いつも黙々と仕事をやっている裏で、そんな人間観察をしていたなんて。
「でも観察していて一番楽しいのは姫井さんだよ。表情が乏しいぶん、動きに出るから。……ほらほら。今ちょうど困っているね」
俺は姫井を見つめる。
パソコン操作に集中しているようだが……。
「あれはファイルサーバーに接続できなくなったか、表計算ソフトのマクロが壊れちゃったんじゃないかな? 『自力で解決しようかしら?』『誰かに助けてもらおうかな?』そんな風に迷っているよ。プライドが高すぎるせいで悩んでいる姿が微笑ましいよね」
「……なるほど」
言われてみると納得という気がする。
ブルーサファイアの瞳が俺たちの方を、より正確には神宮寺の席を一秒だけ気にした。
「今日は社長と神宮寺さんがいないから。姫井さんは心細いんだよ」
「ですかね? いつも神宮寺さんとは喧嘩している印象でしたが……」
「いやいや。あれは喧嘩するほど仲がいいというやつで……」
加賀美はお気に入りのメロドラマの解説でもするようにスラスラと語り始める。
「姫井さんが神宮寺さんによくいうでしょ。『僕のパソコンの調子がおかしいので直してください』ってさ。でもあれ、絶対にパソコンの使い方が悪いんだよ。文句をたらたら言いつつ解決してあげる神宮寺さんがまた健気でさ。……あ〜あ、もう見ていられないや。可愛すぎるでしょ、姫井さん。今回は私が助けてあげよっと」
イライラをぶつけるようにマウスを連打していた姫井が、加賀美の接近に気づいて、ほっと安心したように肩の力を緩める。

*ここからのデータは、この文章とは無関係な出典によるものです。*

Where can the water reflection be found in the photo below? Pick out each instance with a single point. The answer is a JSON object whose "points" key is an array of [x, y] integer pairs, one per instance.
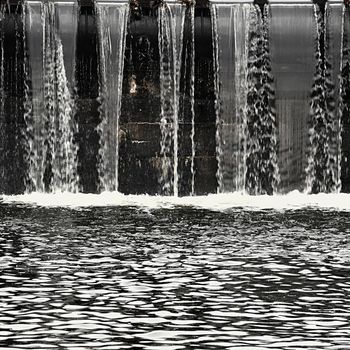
{"points": [[121, 278]]}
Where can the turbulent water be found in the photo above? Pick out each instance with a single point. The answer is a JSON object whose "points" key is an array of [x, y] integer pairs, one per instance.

「加賀美さん、ちょうど良いところに。以前に神宮寺さんから教えてもらった方法が、どうも間違っているみたいで……」
「ああ、神宮寺さんはよく細かい手順を割愛しますから。仕事ができる人間にありがちなことです。どれです? 私が確認しますよ。何なら手順書をつくりましょうか?」
なんだ、この優しさは……。
加賀美には加賀美に見えている世界があるんだな、と俺はその気配りの上手さに脱帽した。